Pandji mengatakan, tahun ini pihaknya mengambil tema mengenai pangan. Hal ini sesuai dengan arahan Presiden RI Prabowo Subianto bahwa Indonesia harus swasembada pangan.

“Selain itu, Sumsel juga merupakan salah satu lumbung pangan nasional. (Tema ini dipilih) untuk para pekerja seni dapat menyumbangkan kemampuannya menjabarkan pangan dalam seni teater,” jelasnya.

Salah satu yang tampil adalah Komunitas Teater Rumah Sunting dari Pekanbaru, Riau. Mereka membawakan pergolakan tokoh masyarakat di Riau menjaga tanah adat yang sedang dilirik perusahaan perkebunan.

“Kami menceritakan seorang anak keturunan tokoh bernama Datuk Pagar yang dipercaya bisa berkomunikasi dengan Tuk Bolang atau Harimau Sumatera. Ia berjuang mempertahankan kampung dari gangguan siapapun, termasuk orang yang ingin membeli lahan demi perkebunan,” jelas Sutradara Rumah Sunting, Kunni Masrohati.

Kisah tersebut, kata Kunni, diambil dari situasi yang terjadi di Pekanbaru saat ini. Melalui pagelaran ini, ia bersama 5 orang timnya ingin menyampaikan keprihatinan atas kondisi masyarakat adat yang kehilangan tanah wilayahnya akibat digerogoti pihak luar.

“Hal ini sering mengakibatkan pertengkaran antara masyarakat, pemerintah, perusahaan, dan terus seperti itu. Kondisi itulah yang kami gambarkan dalam pertunjukan kali ini,” ujarnya.

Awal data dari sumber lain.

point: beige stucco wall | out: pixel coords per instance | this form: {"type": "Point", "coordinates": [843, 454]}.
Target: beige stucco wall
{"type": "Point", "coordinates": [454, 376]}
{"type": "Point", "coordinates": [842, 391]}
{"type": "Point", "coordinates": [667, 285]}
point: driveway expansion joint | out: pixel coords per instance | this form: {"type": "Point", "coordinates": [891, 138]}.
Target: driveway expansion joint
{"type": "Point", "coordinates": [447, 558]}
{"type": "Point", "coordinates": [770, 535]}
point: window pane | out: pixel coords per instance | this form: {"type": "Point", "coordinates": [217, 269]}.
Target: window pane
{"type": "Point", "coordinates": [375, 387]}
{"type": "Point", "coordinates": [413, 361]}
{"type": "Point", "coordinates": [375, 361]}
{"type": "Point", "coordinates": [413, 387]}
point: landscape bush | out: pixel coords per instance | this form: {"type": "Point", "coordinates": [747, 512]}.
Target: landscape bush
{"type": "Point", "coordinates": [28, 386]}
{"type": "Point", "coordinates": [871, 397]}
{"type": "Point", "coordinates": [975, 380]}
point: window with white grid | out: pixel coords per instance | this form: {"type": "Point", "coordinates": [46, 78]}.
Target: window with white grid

Mengambil perspektif lain, Teater Umak dari Palembang menampilkan kisah lebih modern dengan pentas berjudul ‘Kentut’. Di atas panggung, mereka memperlihatkan kehidupan pemulung yang pingsan kelaparan usai bekerja dan kreator konten yang berdalih ingin membantu namun tak lepas dari siaran langsung di gawainya.

“Dinamakan Kentut karena ternyata di perut pemulung itu banyak angin. Di mana kentut itu wujudnya tak jelas, seperti orang yang ngomong aja mau menolong tapi tak jelas (bentuk bantuannya),” tutur Sutradara dan Penulis Naskah Kentut, Toton Dai Permana.

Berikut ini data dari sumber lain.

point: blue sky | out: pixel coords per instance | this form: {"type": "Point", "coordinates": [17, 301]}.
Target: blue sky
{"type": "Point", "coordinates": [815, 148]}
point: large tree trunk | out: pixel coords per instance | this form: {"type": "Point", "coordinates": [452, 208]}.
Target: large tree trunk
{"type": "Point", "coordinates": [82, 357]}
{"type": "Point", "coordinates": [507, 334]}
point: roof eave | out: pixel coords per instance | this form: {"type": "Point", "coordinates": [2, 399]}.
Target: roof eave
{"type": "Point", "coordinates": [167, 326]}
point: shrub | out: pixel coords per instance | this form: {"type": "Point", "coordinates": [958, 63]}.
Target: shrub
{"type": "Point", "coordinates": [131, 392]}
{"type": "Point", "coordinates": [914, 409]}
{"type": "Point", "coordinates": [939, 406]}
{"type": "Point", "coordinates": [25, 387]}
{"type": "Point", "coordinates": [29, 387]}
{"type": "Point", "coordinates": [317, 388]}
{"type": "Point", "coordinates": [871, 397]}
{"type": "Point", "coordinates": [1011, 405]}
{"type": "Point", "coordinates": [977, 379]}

Dia menjelaskan, kentut juga dapat diartikan sebagai tanda kehidupan karena mustahil orang mati dapat mengeluarkan gas tersebut. Dalam cerita tersebut, kata Toton, pemulung itu memiliki keinginan untuk mati namun masih diberi hidup dengan ditandai kentut.

“Kalau dia kentut, berarti masih hidup. Di akhir dia (pemulung) bilang bahwa ternyata mati itu bukan pilihan. Padahal dia sebenarnya ingin mengakhiri hidup mengingat perjuangannya sehari-hari (menjadi pemulung). Inilah kehidupan kaum pinggiran, kami hanya ingin mengingatkan,” tutupnya.